The three-day conference in Glasgow has laid bare differences within the SNP on whether to seek an early second referendum that could allow Scotland to become independent before the UK leaves the EU.
In her closing speech, Ms Sturgeon won cheers by suggesting that another plebiscite could come soon if the UK government continues to push for a hard Brexit that would take Scotland out of the EU single market.
“The time is coming to put Scotland’s future in Scotland’s hands,” the first minister said.
Ms Sturgeon also drew applause by unveiling a de facto diplomatic push that would see Edinburgh appoint new trade and investment officials across Europe. Scotland could not trust UK ministers to tell EU partners that it was open for business, she said.
But aides said the tough language did not mean Ms Sturgeon was committed to a second referendum, which more cautious members fear would lead to a defeat that would be disastrous for the independence cause.
The SNP leader herself sought to shift some of the political spotlight away from constitutional issues, telling members the key word of her address was “inclusion” rather than “independence”.
She announced a shift of funding in Scotland’s National Health Service toward primary care provided by general practitioners that would leave them with 11 per cent of the frontline NHS budget from under 10 per cent now.
In a move intended to improve access to childcare for pre-school children, Ms Sturgeon said the Scottish government would adopt a new approach of allowing parents to choose a qualified nursery or childminder and then ask the local authority to fund it.
She also announced a “root and branch review” of policy on children in state care, saying that only 6 per cent of those who came out of the care system went to university, nearly half would suffer mental health issues.

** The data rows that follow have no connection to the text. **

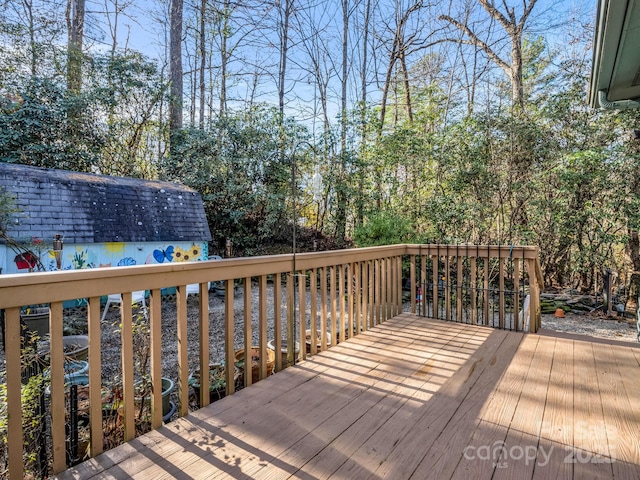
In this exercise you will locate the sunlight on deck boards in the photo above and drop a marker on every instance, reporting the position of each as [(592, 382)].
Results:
[(413, 398)]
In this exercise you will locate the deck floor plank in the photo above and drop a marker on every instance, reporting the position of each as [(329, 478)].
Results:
[(623, 441), (407, 399), (556, 432), (486, 442), (589, 431), (444, 432)]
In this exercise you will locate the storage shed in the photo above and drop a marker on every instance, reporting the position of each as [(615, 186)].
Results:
[(70, 220)]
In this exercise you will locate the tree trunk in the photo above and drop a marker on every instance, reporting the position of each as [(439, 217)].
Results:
[(203, 61), (284, 48), (341, 194), (75, 25), (175, 73), (514, 28)]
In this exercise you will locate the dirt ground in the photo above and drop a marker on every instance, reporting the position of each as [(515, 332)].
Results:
[(596, 326)]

“Worst of all, and this breaks my heart, young person who has been in care is twenty times — twenty times — more likely to be dead by the time they are 25 than a young person who hasn’t,” she said.

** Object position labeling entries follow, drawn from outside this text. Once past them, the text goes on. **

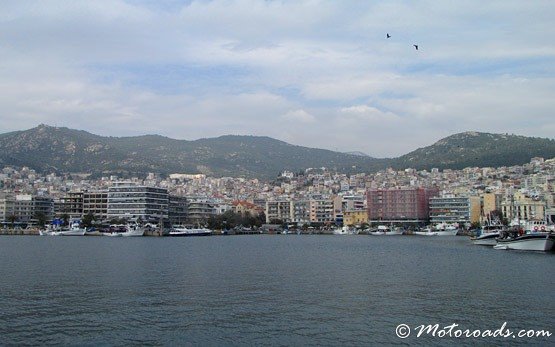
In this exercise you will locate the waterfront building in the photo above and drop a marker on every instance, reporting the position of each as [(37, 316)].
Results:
[(177, 209), (490, 202), (70, 205), (96, 203), (135, 202), (355, 217), (321, 211), (25, 209), (450, 209), (243, 208), (520, 206), (301, 212), (281, 210), (199, 210), (399, 205)]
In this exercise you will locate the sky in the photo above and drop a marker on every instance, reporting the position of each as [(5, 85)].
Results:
[(312, 73)]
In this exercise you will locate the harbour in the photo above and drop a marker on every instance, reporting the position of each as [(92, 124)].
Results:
[(264, 289)]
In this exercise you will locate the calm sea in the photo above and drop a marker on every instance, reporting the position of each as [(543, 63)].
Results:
[(267, 290)]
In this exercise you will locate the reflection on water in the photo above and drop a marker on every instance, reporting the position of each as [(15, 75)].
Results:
[(275, 290)]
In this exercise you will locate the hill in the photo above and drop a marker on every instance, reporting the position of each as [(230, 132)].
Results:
[(48, 149), (477, 149)]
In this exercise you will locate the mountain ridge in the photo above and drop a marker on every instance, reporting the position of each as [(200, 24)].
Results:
[(61, 149)]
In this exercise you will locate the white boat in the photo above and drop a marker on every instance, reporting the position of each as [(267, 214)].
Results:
[(73, 230), (385, 230), (182, 231), (345, 231), (125, 230), (486, 239), (541, 242), (440, 229), (487, 235), (537, 226), (433, 232)]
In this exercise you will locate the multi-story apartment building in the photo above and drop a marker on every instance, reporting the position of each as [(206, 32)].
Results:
[(177, 209), (25, 209), (96, 203), (450, 209), (281, 210), (70, 205), (134, 202), (355, 217), (399, 205), (301, 212), (519, 206), (200, 210), (321, 211)]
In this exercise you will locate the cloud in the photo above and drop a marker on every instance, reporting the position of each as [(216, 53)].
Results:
[(299, 116), (205, 68)]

Such pledges alongside Ms Sturgeon’s promise of a major rethink of primary and secondary education mark an implicit recognition of shortcomings in the SNP’s near decade in power.
The first minister said her “defining mission” was to improve attainment in primary and secondary education and to close the gap between richer and poorer pupils. In pursuit of that goal, her government has announced plans to reintroduce standardised testing, give headteachers more control over their schools and direct funding toward pupils from deprived backgrounds.
The CBI big employers’ lobby hailed Ms Sturgeon’s focus on educational attainment and childcare as “vital ingredients” for the economy’s long-term health.
“Placing inclusive growth at the centre of the Scottish government’s domestic agenda will be welcomed by businesses,” said Hugh Aitken, CBI Scotland director.